Meanwhile, my father, under-age volunteer Corporal Sam Sutcliffe from Edmonton, north London, 18
on July 6, 1916, had fought with the Kensingtons Battalion from mid-May to
September, at Gommecourt on the north end of the Somme Front, then around Leuze
Wood and Morval to the south. About
September 30 he was told his age had been officially noticed, he was still legally
too young for the battlefield and he could take a break until his 19th birthday
if he wished. He wished all right – though not without a sense of guilt. That
same day, he left the Front for the British base camp at Harfleur.
For Sam, a September 1914
volunteer, this followed a ’15-’16 winter at Suvla Bay, Gallipoli, with the 2/1st Royal Fusiliers (200 out of 1,000
avoided the lists of shot, shell and disease casualties). They’d sailed to
France in late April,
1916, where – to their disgust – they were disbanded and transferred to other outfits…
Sam to the Kensingtons and the Somme front
line where, on July 1, they’d
suffered 59 per cent casualties (see FootSoldierSam’s Blogs dated June 26 and
July 3, 2016).
FOOTSOLDIERSAM SPEAKS
Last week, on his first morning at the Harfleur
camp my father found himself excused squarebashing in favour of working as a
grocer – a job whereof he knew nothing. But Archie Barker, a former
acquaintance from his Gallipoli Battalion, had seen him arrive, fancied working
with a familiar face and wangled him into a new role as buyer for his
“unofficial” (yet lucrative) snack bar.
Wholly
unqualified, Sam went along with Archie’s bluff on the basis that it would
probably be more enjoyable than anything else then on offer. He wrote in his Memoir:
‘I must have offered a show of reasonable confidence that I
would at least try to do the job; the following morning, Archie told me I
should make my first journey into town.
Meanwhile, I
cleaned up in the canteen, scrubbing the floor behind the counter, dusting the
shelves. We remained open for an hour after the midday meal. Then close, clean
up again, and reopen in the evening. I saw the job would be one of long hours.

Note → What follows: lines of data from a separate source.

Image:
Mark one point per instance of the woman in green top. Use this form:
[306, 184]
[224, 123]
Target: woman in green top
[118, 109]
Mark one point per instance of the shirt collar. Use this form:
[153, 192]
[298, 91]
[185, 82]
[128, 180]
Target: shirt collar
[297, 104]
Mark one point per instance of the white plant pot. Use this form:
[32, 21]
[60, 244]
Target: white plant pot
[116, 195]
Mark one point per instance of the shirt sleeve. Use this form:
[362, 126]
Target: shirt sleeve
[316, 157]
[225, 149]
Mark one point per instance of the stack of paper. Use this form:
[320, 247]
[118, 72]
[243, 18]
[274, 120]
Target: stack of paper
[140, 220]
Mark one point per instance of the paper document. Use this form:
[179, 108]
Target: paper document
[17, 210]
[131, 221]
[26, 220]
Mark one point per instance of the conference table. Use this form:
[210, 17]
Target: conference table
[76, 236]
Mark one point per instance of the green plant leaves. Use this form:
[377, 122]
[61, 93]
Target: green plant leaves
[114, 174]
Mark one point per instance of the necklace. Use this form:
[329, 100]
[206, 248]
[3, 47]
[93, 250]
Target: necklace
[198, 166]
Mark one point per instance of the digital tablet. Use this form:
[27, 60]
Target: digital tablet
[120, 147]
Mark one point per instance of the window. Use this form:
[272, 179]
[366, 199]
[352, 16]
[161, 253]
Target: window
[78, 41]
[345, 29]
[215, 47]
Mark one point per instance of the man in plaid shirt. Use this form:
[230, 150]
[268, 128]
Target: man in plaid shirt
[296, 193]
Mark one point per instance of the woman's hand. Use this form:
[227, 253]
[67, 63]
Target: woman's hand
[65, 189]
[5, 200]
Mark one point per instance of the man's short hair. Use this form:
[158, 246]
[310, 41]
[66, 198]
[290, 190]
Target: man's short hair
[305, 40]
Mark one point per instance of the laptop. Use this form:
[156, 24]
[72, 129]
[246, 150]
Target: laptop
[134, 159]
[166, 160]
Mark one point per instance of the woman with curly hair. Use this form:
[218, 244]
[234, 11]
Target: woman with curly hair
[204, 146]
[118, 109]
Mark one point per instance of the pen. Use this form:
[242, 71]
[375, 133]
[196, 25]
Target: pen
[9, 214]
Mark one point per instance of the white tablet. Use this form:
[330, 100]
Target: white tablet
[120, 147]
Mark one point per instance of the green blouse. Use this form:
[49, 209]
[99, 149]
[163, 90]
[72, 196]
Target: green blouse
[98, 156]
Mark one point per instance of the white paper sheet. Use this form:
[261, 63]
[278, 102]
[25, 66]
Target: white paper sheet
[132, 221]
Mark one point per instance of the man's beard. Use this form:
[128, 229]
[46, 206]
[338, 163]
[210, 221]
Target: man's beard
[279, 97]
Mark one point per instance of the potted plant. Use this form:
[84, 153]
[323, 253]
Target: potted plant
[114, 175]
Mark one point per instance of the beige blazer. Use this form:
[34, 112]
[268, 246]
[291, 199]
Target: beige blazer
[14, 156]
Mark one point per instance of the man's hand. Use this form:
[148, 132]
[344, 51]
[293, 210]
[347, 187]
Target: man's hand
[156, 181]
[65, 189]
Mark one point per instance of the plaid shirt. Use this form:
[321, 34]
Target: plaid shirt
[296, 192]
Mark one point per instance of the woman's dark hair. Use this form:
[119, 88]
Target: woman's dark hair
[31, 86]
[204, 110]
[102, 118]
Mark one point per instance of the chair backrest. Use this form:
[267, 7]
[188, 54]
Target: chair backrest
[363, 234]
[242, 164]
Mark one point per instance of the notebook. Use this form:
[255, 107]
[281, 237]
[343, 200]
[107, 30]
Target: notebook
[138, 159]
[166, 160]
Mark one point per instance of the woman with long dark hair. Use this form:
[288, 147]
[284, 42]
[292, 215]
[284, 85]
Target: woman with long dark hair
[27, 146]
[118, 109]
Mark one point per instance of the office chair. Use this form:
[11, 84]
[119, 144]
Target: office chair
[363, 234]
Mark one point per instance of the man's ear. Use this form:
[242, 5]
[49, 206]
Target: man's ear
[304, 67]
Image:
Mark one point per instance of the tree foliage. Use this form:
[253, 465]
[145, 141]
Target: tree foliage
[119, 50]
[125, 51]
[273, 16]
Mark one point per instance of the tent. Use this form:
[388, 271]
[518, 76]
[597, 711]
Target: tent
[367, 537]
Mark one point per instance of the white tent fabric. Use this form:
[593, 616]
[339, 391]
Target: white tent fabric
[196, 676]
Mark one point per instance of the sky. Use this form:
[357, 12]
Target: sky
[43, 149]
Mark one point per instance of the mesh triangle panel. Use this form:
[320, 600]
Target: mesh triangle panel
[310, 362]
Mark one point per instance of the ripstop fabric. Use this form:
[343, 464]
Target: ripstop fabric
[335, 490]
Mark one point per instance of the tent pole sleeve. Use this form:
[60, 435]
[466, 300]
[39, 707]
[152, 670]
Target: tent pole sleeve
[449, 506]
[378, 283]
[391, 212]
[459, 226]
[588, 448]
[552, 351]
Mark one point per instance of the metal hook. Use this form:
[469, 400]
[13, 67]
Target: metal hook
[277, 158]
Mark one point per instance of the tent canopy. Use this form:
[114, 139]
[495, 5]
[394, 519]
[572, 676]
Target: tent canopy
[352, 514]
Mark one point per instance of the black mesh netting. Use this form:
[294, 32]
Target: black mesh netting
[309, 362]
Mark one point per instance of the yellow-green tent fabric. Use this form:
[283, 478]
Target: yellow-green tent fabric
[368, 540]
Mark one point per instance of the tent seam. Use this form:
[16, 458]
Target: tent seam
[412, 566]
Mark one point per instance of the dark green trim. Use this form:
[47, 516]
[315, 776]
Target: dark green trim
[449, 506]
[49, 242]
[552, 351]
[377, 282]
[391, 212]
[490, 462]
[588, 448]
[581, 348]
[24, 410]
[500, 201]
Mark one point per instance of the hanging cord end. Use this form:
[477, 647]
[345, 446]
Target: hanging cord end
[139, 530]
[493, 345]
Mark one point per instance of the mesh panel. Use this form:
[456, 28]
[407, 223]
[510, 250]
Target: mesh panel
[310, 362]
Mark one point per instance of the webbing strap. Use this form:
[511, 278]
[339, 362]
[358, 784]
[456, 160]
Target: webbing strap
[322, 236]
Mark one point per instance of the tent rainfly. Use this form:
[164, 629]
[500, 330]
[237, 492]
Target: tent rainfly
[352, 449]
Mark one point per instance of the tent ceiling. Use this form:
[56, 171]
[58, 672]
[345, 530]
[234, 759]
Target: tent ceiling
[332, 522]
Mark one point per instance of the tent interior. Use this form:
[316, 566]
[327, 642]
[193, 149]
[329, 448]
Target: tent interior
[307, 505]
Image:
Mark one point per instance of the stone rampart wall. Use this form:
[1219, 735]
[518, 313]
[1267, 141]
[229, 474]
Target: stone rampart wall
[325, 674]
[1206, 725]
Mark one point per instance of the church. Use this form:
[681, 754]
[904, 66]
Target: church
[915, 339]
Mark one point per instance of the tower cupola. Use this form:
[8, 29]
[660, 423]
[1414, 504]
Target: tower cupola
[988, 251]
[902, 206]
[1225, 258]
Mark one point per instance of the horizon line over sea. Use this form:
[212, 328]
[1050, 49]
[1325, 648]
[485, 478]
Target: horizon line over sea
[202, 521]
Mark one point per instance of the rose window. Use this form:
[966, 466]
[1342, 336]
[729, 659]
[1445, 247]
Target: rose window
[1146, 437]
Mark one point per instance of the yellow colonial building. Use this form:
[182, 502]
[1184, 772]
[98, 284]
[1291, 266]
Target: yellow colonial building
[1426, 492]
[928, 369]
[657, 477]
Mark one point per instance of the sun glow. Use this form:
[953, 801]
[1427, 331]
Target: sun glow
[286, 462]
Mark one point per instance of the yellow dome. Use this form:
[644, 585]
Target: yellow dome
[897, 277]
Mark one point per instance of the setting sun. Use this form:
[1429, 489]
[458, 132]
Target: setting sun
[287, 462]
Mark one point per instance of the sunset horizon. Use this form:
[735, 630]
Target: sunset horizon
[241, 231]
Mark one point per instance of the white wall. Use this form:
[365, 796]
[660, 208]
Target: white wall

That didn’t worry me. The hours up at the Front were the full 24 hours of the
day, sleeping when you could. But the conditions of life were so much better
here; I could see I was going to live well, and certainly not be short of food.
I intended to do
the job honestly, be loyal to Archie, and help him make a handsome profit –
even though I wondered where that profit would finish up. With the Captain Quartermaster,
I supposed. As the new buyer for his business undertaking I had to go along and
present myself to him – a large, florid type of Scot. I didn’t understand most
of what he said, because of his broad accent and rapid speech. So I left not
too certain he knew much about the business. Still, whatever his motives in
starting the venture, in Barker and me he had two workers who would give of
their best.
Up next morning, after I had breakfast, there on the road I
saw a large open wagon pull up, two horses, the driver on a high seat above
them. I didn’t even know where Le Havre was and told the driver so, but he said
he’d done the trip many times. We set off and came to a main road with
tramlines running along it in both directions. As we jogged along, I was amused
to see how the French travelled at that time in single-deck trams, two coupled
together, the passengers packed tight inside with men hanging on to the outside
and one or two standing with feet on a handrail and clinging to the edge of the
roof – on cobbled roads.
We passed through
a sort of suburban area and came to one of the main shopping streets, the Rue
Tière. Here I had the driver stop, and I walked along, looking for possible
goods to purchase. I had a large roll of notes, mainly of five francs each. I
think I’m correct in saying that the franc was then 27 to the pound**. It
didn’t matter really because the troops were paid in French money anyway.
“Boulangerie” said the sign over one shop. I went in – a
bakery: we’d need quite a lot of bread, Archie had told me. French loaves made
a nice change from hard Army biscuits – though I will say that, where the Army
bakers could fix up their ovens properly, they produced very good bread too. So
I had to tell the French baker, who spoke no word of English, that I wanted 70
loaves. I knew little French, but what are fingers for?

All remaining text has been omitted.